The poachers claimed to have snared and sold the bones and other body parts of Tigers on three occasions since 2012. They told the undercover researchers the skin, teeth and claws were sold separately as they were more valuable.
“The unremitting poaching pressure is steadily but relentlessly pushing the Sumatran and other wild Tiger populations towards the same fate as those in Bali and Java,” said Steven Broad, Executive Director of TRAFFIC.
“As TRAFFIC’s latest research and these photographs from Indonesia demonstrate, there is still some way to go to achieving the critical first step to accomplish the overall GTRP goal of doubling the number of wild Tigers by 2022—that of securing Zero Poaching of wild Tigers.”
Across Asia, wild Tiger numbers have plummeted from an estimated 100,000 animals at the turn of the 20th Century to as few as 3,200 today.
In Indonesia there are believed to be fewer than 500 wild Tigers left, all on the island of Sumatra. Tigers became extinct on the Indonesian islands of Bali in the 1940s and Java in the 1970s.
The seed money for this programme to address demand is being administered through a grant made to TRAFFIC from the GTRP Multi-Donor Trust Fund. This fund, administered by the World Bank, provides global support on the ground for the GTRP. It helps fill financing gaps with pooled funding from governmental, corporate, and private donors. The UK Government is the initial contributor to the fund. TRAFFIC’s partners in this project include WildAid, WWF and the Zoological Society of London.
“As tiger range countries have stepped up national efforts and made measurable progress in implementing the Global Tiger Recovery Program since the Tiger Summit in 2010, demand reduction is an element of global support that has taken time to get off the ground,” said Andrey Kushlin, Program Manager, Global Tiger Initiative, World Bank.

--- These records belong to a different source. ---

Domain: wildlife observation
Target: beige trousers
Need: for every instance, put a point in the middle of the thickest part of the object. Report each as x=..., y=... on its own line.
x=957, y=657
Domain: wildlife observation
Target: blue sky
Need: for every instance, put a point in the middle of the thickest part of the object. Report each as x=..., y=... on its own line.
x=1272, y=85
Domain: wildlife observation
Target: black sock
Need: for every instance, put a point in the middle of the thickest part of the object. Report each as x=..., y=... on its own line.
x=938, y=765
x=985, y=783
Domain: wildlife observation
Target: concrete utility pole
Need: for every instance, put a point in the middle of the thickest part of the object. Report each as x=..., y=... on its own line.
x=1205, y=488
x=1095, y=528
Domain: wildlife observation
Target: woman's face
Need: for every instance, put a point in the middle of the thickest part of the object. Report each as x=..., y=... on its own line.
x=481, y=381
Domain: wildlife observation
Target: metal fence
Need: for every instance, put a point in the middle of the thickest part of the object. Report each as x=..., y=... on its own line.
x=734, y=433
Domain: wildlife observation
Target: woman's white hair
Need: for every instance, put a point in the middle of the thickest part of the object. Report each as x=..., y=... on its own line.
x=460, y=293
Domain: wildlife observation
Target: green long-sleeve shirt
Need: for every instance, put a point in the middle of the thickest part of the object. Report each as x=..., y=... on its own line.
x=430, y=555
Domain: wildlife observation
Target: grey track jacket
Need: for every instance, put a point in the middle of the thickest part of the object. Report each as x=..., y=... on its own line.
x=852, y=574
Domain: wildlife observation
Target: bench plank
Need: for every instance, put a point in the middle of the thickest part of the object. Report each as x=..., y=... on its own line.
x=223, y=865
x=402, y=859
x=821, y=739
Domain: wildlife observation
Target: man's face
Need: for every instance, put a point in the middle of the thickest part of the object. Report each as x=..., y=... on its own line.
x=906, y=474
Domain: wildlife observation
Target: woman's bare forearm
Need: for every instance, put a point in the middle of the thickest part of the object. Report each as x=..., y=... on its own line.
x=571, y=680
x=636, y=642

“By drawing on the body of work that has already been done on behaviour change and demand reduction, TRAFFIC and other partners help the efforts of the Tiger Range Countries in finally breathing life into Demand reduction work of the GTRP, supported by this Multi Donor Trust Fund.
“The London Conference is also a great opportunity for partners and donors to expand their support for these aspects of tiger conservation.”
About the Global Tiger Recovery Programme
World leaders and the international conservation community called for sustained national and global action to eliminate the illicit demand for tigers at the International Tiger Forum held in St. Petersburg, Russia, in 2010. The Global Tiger Recovery Programme, endorsed by all 13 tiger range countries, is being implemented over a 12-year period with the ultimate goal of recovering wild tigers and doubling their population in the wild. Demand reduction is one of the GTRP’s essential areas of global support.
TRAFFIC, the wildlife trade monitoring network, works to ensure that trade in wild plants and animals is not a threat to the conservation of nature. TRAFFIC is a joint programme of IUCN and WWF.